The second matter for consideration was the Applicant’s lack of disclosure related to her
overpayment from Centrelink due to failure to notify of the change from full-time to part-
time studies, and her assertion that she did not know that she need notify Centrelink of that
change [111]. His Honour appreciated that the applicant could not recall all of the content
of the 10 letters sent to the applicant, but found it likely that the Applicant had received and
acted upon the letter of 12 May 2014 and seen the 14 May 2014 letter as it pertained to
success of her Youth Allowance. He noted that the first paragraph of the 14 May letter
states her obligation to advise Centrelink within 14 days of a study load change [112 & 113].
His Honour reasoned that although the Applicant should have realized she needed to inform
Centrelink of her study load change, she did not give Centrelink correspondence the full
attention that it deserved and did not appreciate her reporting obligations [113 & 114].
With this in mind, his Honour went on to find that the Applicant’s failure to notify Centrelink
of the change to her study load was disclosed [115].
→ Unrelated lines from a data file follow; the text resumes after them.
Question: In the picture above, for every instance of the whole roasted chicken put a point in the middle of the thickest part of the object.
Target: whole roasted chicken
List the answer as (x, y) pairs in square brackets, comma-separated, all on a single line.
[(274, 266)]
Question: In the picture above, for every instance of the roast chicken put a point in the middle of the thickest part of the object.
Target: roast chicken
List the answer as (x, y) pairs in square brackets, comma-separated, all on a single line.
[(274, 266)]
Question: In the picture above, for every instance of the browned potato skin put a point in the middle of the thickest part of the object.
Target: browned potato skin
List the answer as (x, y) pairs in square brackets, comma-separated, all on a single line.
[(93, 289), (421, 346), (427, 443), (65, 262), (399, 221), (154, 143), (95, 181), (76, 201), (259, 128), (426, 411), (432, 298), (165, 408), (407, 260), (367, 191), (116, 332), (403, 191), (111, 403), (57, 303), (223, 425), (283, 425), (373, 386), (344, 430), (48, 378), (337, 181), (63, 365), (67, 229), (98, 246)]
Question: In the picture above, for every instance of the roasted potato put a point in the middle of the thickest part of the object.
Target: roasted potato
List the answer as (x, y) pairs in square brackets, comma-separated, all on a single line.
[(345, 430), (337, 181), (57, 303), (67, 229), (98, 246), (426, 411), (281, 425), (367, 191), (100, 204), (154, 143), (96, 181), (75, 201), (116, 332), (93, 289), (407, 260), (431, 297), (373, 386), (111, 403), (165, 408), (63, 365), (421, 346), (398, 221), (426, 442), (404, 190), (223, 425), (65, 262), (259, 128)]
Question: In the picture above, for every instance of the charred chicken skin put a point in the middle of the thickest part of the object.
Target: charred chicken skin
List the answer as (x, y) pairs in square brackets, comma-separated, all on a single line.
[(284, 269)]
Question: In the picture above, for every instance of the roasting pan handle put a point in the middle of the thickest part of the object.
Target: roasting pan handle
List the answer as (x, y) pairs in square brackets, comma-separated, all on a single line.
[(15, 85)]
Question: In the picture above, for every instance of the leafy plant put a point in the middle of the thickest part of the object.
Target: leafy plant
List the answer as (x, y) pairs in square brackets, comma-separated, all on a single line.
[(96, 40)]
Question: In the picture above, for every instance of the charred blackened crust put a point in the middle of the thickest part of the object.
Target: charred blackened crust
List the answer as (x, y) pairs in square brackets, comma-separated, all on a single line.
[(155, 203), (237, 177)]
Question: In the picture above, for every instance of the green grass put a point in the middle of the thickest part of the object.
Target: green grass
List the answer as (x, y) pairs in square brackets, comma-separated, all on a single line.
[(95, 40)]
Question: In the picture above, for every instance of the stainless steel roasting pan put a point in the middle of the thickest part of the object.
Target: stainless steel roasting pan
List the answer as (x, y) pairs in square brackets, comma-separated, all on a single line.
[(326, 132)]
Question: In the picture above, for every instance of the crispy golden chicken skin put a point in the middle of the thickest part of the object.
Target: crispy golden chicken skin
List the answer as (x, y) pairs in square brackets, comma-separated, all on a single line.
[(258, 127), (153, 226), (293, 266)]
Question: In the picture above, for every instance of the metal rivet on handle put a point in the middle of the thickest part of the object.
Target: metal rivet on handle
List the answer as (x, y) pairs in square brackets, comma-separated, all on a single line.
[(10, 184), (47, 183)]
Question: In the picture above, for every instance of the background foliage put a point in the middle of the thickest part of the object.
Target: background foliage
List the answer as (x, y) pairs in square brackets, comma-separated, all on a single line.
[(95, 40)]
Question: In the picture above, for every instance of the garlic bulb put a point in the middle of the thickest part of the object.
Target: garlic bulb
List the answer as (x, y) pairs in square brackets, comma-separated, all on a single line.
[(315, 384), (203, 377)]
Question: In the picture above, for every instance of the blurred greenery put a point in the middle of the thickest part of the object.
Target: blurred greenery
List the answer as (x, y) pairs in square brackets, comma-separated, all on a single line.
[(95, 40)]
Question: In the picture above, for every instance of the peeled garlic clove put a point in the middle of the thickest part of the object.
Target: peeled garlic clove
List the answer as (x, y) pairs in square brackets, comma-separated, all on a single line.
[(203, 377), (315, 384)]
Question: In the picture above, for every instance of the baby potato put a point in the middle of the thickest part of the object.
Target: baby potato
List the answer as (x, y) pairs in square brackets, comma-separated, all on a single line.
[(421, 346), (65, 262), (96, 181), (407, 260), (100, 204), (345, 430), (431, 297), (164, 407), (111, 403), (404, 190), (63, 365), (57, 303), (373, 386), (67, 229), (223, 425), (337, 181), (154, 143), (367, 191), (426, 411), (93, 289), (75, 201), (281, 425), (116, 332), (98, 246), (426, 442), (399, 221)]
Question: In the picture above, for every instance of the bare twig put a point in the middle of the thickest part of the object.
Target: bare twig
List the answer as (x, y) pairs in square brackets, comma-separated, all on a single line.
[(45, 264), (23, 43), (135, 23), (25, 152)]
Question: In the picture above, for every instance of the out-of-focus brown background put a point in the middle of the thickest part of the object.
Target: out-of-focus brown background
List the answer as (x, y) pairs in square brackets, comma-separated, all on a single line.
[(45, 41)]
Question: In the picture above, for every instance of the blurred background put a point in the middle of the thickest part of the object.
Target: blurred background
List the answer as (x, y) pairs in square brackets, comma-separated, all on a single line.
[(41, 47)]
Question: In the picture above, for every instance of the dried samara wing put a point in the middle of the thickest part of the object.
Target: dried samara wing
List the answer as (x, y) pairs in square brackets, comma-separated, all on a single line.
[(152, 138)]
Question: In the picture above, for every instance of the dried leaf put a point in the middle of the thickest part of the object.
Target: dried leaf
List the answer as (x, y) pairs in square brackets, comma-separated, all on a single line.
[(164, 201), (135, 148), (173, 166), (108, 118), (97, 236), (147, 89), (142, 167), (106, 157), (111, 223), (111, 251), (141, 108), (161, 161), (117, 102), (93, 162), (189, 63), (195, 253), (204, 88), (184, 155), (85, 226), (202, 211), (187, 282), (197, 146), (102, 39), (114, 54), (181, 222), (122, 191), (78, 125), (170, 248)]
The third matter for consideration was the Board and his Honour’s concern over the
Applicant’s explanation for the delay before notifying Centrelink of her change in
circumstances, stating that she should have been prepared to notify prior to commencing
her new job. His Honour agreed with the Applicant’s observation of her own immaturity
with regards to notifying Centrelink, noted that she attended to repayment arrangement
immediately [119 & 120], and with her oral evidence his Honour found that she had
understood the importance of giving correspondence the weight it deserves [121].

Finally his Honour found that the Applicant was not shifting responsibility when disclosing
that showing drafts of her affidavits to Mr. De Silva and Mr. Orr, as it was Mr. De Silva who
suggested the Applicant include paragraphs stating that she had shown them drafts of her
initial affidavit [122].

Order/Decision
Utilising facts, oral evidence and observations of the Applicant in the witness box, character
references, common law provided by the Applicant, the Board and the LSNT, his Honour
found the Applicant to be a fit and proper person to be admitted as a lawyer.